Sondaż, w którym przepytano 2 465 respondentów, wykazał następujący rozkład poparcia: Reform UK – 25%, Partia Pracy – 24% oraz Partia Konserwatywna – 21%. Choć przewaga Reform UK jest minimalna i mieści się w granicach błędu statystycznego, wyniki są znamienne.
Zaledwie siedem miesięcy po zwycięstwie lewicowej Partii Pracy, które zakończyło 14-letnie rządy konserwatystów, rząd Starmera nie cieszy się zbyt dużym poparciem.
Nigel Farage, kluczowa postać brexitu i sojusznik prezydenta USA Donalda Trumpa, zyskuje popularność dzięki hasłom o obniżeniu podatków i ograniczeniu imigracji. Ciepło wypowiada się o nim Elon Musk, który jednocześnie ostro krytykował obecnego premiera Wielkiej Brytanii.
Już w ubiegłorocznych wyborach partia Farage’a zanotowała całkiem niezły wynik, bo w skali kraju zdobyła 14,3% głosów, ale system system jednomandatowych okręgów wyborczych sprawił, że do parlamentu weszło zaledwie pięciu posłów tej partii.
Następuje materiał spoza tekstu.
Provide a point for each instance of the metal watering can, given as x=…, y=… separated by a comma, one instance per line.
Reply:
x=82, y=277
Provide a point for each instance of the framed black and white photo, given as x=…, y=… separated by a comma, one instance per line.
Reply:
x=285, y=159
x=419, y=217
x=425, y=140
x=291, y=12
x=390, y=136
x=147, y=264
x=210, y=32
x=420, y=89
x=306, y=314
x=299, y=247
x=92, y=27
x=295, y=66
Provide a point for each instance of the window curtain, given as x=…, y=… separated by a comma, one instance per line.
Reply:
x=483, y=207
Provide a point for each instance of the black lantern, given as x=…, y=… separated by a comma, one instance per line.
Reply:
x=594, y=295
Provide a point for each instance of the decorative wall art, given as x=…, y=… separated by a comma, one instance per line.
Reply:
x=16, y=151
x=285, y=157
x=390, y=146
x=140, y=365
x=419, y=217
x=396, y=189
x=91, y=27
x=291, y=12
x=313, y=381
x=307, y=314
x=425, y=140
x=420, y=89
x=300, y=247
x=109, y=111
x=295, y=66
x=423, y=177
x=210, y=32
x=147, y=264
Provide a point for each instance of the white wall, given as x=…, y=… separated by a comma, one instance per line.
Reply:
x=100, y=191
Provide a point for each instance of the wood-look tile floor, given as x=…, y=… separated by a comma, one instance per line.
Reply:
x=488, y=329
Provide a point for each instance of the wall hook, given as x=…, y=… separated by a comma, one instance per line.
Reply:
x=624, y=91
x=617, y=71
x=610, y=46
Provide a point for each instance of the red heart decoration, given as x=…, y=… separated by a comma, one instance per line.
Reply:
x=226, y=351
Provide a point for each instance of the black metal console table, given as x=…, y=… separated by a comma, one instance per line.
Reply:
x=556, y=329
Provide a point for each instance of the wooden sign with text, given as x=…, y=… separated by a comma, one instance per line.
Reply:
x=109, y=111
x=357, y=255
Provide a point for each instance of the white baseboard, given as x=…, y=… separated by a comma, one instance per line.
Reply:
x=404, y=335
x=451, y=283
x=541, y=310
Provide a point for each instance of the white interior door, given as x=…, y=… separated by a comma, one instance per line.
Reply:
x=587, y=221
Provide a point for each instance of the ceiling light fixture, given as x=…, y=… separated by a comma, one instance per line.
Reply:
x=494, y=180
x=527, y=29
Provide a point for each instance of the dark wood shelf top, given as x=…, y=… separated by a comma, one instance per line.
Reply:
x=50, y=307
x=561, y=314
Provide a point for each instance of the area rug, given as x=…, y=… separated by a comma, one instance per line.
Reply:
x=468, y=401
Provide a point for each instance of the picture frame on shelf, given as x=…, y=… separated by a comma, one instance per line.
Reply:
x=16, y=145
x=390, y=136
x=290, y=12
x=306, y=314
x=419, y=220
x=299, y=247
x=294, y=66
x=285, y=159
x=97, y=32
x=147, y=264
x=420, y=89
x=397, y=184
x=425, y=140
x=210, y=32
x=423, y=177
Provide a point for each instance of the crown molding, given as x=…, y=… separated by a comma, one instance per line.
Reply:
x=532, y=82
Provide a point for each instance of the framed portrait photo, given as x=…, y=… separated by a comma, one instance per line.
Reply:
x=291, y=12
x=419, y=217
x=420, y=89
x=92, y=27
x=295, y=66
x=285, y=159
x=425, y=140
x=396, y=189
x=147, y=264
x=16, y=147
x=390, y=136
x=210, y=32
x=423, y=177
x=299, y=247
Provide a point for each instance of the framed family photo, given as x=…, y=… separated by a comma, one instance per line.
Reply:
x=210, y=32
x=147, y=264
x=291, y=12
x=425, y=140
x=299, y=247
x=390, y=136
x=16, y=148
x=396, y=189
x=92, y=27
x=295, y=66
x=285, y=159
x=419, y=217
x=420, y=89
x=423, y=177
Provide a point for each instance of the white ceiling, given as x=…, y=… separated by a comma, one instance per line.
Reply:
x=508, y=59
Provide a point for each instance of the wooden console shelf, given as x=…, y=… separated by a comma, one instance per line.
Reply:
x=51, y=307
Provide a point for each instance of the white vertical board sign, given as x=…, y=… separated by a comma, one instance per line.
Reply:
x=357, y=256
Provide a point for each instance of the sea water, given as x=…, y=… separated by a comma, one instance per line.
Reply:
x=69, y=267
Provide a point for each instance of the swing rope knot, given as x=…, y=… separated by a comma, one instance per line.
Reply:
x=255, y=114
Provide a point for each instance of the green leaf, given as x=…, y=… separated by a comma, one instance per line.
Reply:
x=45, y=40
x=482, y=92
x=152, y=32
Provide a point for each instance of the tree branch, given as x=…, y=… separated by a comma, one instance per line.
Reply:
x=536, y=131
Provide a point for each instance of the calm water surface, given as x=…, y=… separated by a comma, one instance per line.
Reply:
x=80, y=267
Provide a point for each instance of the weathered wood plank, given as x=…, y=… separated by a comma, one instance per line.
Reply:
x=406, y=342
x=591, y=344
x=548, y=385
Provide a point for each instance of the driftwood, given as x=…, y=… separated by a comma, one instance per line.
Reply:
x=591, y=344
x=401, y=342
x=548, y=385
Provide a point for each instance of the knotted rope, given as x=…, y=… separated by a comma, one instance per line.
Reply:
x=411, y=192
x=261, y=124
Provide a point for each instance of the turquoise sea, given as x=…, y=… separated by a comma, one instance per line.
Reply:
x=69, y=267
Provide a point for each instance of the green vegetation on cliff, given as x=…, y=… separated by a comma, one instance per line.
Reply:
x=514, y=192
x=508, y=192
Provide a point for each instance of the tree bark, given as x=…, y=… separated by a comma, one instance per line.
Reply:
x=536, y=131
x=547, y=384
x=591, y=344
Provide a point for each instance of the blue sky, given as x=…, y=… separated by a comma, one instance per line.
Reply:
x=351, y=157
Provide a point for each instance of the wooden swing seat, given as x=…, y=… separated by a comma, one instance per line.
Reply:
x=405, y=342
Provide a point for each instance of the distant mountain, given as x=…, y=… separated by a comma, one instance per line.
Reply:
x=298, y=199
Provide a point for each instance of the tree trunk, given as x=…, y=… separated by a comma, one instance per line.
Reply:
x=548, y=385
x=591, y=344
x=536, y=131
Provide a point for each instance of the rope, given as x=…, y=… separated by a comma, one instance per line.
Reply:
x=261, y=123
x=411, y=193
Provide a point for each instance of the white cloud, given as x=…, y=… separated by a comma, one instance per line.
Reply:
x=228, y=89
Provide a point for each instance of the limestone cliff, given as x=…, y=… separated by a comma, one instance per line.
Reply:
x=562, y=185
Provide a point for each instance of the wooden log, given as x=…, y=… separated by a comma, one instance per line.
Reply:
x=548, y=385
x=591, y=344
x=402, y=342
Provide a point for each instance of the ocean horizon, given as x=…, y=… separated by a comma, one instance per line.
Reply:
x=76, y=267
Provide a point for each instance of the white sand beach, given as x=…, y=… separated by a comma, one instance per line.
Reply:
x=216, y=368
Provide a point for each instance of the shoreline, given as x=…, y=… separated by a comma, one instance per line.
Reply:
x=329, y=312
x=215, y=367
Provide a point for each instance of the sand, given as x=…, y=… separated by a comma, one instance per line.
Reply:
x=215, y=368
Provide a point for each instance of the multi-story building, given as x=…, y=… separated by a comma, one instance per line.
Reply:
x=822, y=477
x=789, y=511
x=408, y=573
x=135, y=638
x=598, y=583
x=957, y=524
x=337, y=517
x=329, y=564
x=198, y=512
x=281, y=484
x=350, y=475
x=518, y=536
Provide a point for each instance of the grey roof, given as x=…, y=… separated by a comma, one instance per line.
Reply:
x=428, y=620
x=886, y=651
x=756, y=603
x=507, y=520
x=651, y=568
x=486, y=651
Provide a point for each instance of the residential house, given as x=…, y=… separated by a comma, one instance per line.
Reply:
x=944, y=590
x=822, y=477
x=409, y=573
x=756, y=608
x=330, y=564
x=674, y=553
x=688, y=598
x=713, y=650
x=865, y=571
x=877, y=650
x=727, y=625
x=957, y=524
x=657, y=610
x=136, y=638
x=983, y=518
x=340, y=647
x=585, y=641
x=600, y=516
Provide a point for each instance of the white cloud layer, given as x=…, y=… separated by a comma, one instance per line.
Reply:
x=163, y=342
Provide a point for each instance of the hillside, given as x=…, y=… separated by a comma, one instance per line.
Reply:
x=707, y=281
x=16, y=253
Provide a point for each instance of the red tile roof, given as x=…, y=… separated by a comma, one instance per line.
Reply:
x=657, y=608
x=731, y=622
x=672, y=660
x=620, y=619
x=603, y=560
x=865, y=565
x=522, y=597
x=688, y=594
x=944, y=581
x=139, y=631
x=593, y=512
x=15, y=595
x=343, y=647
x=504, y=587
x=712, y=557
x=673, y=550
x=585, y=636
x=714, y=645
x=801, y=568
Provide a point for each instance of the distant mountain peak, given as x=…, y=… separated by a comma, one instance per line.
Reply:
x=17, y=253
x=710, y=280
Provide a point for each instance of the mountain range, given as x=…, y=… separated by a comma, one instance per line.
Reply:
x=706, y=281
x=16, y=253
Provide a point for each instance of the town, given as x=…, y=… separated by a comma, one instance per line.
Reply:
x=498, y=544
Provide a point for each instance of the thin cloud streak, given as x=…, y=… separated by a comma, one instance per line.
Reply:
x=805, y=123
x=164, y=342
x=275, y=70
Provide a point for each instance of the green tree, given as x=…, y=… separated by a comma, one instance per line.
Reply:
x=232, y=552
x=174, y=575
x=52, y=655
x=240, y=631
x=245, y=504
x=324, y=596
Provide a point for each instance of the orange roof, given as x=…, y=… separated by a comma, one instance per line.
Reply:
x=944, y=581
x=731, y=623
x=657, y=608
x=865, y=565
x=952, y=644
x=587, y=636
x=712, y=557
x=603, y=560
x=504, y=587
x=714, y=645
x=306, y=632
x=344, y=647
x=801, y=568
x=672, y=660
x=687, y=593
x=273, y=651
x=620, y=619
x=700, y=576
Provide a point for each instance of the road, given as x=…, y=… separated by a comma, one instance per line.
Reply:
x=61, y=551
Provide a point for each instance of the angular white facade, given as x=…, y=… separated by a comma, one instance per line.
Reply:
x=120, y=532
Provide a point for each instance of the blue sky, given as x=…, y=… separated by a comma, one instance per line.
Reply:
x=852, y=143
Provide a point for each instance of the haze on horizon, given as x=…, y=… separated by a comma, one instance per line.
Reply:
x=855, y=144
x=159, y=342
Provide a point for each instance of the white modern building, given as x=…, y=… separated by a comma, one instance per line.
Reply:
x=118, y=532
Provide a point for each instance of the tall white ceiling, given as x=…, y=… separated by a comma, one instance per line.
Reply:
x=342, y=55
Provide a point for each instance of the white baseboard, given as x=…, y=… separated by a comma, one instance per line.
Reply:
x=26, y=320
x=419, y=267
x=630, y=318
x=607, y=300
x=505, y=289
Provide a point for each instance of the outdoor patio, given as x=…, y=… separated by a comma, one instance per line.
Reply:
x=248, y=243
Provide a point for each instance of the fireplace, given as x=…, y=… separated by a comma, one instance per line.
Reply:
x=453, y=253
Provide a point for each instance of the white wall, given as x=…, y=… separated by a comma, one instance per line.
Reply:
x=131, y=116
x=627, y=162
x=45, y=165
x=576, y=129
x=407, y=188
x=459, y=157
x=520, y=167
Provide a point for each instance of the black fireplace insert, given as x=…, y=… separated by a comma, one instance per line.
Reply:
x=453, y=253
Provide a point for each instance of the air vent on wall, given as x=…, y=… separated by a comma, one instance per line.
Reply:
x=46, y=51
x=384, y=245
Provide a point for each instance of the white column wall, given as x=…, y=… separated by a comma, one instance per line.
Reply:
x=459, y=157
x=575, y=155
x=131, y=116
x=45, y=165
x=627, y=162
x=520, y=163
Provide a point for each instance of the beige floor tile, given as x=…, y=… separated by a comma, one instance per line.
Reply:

Dla porównania, zwycięska Partia Pracy uzyskała wynik nieco ponad dwukrotnie lepszy (33,7%), co przełożyło się na aż 411 posłów w 650 osobowej Izbie Gmin.
Farage triumfalnie skomentował wyniki na platformie X, pisząc: „Wielka Brytania chce Reform”. Jego partia odbiera głosy zarówno lewicowej Partii Pracy, jak i w teorii prawicowej Partii Konserwatywnej. Ta druga nie otrząsnęła się po ostatnim laniu wyborczym i jej notowania wciąż pikują.
Czy jesteśmy świadkami początku prawdziwej rewolucji politycznej w Wielkiej Brytanii? Najbliższe miesiące pokażą, czy Reform UK zdoła utrzymać się na fali i ostatecznie rozbić zabetonowaną scenę polityczną.